Montgomery was prolific - that means she wrote a lot - with 20 novels, 530 short stories, 500 poems, and 30 essays to her credit. Even her non-published writings have been read, and even studied, as scholars have pored over her diaries and letters to learn which aspects of her writing are autobiographical.
Authors are generally told to "write what you know." This makes some sense - if you are, say, an Israeli girl who moves to Morocco, who else is going to write your story, if you do not?
(On the other hand, I'm glad that some authors take major flights of fantasy, or we wouldn't have the Wonderful Wizard of Oz, Alice in Wonderland, Harry Potter at Hogwarts, or science fiction!)

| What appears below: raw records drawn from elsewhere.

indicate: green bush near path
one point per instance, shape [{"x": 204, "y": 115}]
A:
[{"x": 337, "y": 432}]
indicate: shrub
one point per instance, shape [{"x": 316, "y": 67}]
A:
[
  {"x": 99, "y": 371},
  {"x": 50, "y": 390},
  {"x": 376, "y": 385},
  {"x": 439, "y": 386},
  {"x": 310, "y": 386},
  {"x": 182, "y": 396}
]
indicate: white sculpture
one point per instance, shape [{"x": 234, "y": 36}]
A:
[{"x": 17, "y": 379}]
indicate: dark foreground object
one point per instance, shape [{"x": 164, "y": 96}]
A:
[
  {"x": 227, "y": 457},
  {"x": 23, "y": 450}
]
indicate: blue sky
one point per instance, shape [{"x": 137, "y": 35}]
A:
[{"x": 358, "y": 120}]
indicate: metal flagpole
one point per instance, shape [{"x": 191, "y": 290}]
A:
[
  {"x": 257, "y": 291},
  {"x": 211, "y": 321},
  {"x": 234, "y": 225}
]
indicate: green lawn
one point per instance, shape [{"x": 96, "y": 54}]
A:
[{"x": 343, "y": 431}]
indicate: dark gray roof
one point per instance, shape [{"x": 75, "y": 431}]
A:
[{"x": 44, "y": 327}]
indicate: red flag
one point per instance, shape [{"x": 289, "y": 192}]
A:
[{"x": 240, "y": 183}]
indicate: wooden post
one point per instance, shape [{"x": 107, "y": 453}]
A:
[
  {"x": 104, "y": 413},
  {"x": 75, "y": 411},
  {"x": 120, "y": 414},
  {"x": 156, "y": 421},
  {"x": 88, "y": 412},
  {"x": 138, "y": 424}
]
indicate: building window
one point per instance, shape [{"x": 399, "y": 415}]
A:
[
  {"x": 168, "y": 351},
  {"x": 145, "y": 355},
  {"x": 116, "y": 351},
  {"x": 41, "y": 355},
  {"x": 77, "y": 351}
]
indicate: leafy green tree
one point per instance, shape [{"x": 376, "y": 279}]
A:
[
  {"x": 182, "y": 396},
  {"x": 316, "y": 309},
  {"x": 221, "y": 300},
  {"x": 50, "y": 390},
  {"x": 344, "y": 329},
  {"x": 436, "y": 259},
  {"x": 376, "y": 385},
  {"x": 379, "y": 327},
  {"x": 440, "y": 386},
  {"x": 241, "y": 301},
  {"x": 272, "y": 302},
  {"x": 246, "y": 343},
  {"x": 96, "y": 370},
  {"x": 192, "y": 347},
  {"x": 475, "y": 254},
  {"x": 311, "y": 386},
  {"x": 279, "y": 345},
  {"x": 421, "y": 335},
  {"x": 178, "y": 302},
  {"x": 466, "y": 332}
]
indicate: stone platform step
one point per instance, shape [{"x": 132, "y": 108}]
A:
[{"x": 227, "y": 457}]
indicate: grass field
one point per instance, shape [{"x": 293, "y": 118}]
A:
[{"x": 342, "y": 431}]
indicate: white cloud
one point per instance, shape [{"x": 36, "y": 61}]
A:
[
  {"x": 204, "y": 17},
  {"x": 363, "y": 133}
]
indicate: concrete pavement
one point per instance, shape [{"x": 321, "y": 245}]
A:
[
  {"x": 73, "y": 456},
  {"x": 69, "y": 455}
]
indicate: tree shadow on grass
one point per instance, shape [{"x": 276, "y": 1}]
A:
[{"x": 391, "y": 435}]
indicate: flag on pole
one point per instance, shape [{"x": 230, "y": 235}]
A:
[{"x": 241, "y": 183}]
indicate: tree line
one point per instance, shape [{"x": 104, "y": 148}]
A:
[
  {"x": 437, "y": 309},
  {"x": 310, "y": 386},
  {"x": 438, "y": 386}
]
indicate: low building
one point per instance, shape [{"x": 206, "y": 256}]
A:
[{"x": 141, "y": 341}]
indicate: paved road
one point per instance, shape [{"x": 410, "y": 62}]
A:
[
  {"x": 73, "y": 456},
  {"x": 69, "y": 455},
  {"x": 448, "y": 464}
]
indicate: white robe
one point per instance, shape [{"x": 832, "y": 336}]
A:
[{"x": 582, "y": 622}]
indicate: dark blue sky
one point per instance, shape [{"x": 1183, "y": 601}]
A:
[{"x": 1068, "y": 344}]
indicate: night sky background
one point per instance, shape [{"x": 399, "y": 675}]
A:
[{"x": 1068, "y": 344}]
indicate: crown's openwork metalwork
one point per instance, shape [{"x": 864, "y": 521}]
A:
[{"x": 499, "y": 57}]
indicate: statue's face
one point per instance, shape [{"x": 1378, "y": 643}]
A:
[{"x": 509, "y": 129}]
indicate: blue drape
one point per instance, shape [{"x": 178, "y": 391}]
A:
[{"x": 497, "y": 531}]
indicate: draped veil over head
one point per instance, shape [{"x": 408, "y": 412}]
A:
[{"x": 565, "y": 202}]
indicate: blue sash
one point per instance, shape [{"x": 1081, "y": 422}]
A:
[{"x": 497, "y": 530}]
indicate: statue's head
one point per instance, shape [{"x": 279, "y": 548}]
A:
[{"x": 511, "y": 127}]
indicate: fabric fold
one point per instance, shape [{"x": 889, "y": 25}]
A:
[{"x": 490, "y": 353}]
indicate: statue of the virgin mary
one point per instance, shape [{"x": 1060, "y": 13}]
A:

Green Gables farm - an actual farm that was owned by Montgomery's cousins - is a popular tourist site. Starting in the early 1900s, visitors from around the world began to visit Green Gables and the nearby town, and because of that interest, the farm and surrounding lands were made into Prince Edward Island National Park. Even now, the Green Gables farmhouse is one of the most-visited historic sites in all of Canada!
Today, get your Anne on. You can watch many different versions of Anne of Green Gables - movies, made-for-TV movies, TV series - both live-action and animated.
There have also been radio productions, plays, musicals, and web productions!